Our job now is to figure out how to even things out. To do that, we’re gonna need to mess with out index a little bit.
Right now, we have this one:
CREATE INDEX whatever ON dbo.Posts(PostTypeId, LastActivityDate) INCLUDE(Score, ViewCount);
Which is fine when we need to Sort a small amount of data.
SELECT TOP (5000) p.LastActivityDate, p.PostTypeId, p.Score, p.ViewCount FROM dbo.Posts AS p WHERE p.PostTypeId = 4 AND p.LastActivityDate >= '20120101' ORDER BY p.Score DESC;
There’s only about 25k rows with a PostTypeId of 4. That’s easy to deal with.
The problem is here:
SELECT TOP (5000) p.LastActivityDate, p.PostTypeId, p.Score, p.ViewCount FROM dbo.Posts AS p WHERE p.PostTypeId = 1 AND p.LastActivityDate >= '20110101' ORDER BY p.Score DESC;
Theres 6,000,223 rows with a PostTypeId of 1 — that’s a question.
Don’t get me started on PostTypeId 2 — that’s an answer — which has 11,091,349 rows.

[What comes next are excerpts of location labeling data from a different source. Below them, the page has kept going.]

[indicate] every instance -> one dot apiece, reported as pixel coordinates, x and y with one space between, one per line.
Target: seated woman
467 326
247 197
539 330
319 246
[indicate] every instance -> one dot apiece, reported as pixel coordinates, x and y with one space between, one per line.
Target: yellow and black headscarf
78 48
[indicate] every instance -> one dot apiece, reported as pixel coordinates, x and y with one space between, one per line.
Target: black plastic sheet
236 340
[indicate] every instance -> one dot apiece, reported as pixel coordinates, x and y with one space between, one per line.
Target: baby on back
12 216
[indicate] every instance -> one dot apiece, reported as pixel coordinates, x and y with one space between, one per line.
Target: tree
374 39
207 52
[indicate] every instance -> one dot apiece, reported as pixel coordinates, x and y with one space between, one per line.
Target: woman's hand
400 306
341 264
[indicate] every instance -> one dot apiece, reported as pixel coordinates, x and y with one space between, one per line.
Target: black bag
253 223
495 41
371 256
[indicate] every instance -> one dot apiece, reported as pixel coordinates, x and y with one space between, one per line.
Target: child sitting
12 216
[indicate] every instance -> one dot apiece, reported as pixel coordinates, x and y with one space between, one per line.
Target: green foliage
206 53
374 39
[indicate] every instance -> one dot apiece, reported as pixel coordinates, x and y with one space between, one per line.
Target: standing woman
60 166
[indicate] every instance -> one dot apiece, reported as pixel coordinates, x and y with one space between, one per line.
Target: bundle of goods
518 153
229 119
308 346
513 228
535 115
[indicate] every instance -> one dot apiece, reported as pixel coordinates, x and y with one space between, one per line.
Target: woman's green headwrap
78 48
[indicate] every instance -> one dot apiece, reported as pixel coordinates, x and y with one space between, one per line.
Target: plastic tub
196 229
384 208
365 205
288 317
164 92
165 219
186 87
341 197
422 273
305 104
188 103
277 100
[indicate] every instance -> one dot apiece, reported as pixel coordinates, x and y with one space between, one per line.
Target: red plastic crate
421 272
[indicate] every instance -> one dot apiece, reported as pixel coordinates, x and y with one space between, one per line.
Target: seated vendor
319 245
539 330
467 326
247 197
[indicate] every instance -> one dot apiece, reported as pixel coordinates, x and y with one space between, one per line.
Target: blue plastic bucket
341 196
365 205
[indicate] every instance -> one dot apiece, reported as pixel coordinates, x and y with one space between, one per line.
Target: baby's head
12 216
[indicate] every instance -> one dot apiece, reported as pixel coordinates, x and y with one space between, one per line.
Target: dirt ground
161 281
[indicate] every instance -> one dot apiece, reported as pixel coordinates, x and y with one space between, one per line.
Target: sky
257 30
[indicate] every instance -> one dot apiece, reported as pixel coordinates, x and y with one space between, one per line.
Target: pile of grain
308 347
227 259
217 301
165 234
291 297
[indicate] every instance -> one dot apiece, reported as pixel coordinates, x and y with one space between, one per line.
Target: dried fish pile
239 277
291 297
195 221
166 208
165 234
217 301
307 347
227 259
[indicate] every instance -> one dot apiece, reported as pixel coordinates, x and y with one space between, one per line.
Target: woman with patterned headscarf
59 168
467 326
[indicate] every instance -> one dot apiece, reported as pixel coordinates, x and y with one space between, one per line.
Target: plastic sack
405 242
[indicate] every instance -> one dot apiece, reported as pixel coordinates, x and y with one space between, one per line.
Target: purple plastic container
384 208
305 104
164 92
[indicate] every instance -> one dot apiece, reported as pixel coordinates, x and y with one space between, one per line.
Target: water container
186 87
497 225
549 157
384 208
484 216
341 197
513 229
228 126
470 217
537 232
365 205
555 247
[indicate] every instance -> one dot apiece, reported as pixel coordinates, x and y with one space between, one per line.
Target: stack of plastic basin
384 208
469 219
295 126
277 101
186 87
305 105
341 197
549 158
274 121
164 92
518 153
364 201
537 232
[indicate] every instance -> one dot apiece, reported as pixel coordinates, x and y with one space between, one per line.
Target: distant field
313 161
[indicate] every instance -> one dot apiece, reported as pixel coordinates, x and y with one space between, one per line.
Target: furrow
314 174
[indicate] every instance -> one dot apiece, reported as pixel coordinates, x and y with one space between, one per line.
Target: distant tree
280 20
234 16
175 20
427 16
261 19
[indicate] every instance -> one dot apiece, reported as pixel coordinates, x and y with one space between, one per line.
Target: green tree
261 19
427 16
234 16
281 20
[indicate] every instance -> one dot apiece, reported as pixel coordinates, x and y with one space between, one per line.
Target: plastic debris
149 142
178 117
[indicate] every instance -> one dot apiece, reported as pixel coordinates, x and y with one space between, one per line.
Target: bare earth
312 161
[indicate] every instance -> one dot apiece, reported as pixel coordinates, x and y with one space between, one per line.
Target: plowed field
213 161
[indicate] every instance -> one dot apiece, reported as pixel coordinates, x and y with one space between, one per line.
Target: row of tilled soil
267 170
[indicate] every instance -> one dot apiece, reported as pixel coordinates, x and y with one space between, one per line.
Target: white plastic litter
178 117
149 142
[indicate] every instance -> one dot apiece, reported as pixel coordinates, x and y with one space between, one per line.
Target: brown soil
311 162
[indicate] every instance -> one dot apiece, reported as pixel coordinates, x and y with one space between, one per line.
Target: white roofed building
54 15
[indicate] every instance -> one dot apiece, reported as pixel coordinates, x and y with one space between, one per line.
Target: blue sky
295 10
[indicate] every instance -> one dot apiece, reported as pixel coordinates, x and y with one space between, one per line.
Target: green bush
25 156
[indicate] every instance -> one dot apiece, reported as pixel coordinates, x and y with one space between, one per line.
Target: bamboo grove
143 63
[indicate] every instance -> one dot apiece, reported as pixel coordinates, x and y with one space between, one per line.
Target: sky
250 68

What a lot of people try first is an index that leads with Score. Even though it’s not in the WHERE clause to help us find data, the index putting Score in order first seems like a tempting fix to our problem.
CREATE INDEX whatever ON dbo.Posts(Score DESC, PostTypeId, LastActivityDate) INCLUDE(ViewCount)
The result is pretty successful. Both plans are likely fast enough, and we could stop here, but we’d miss a key point about B-Tree indexes.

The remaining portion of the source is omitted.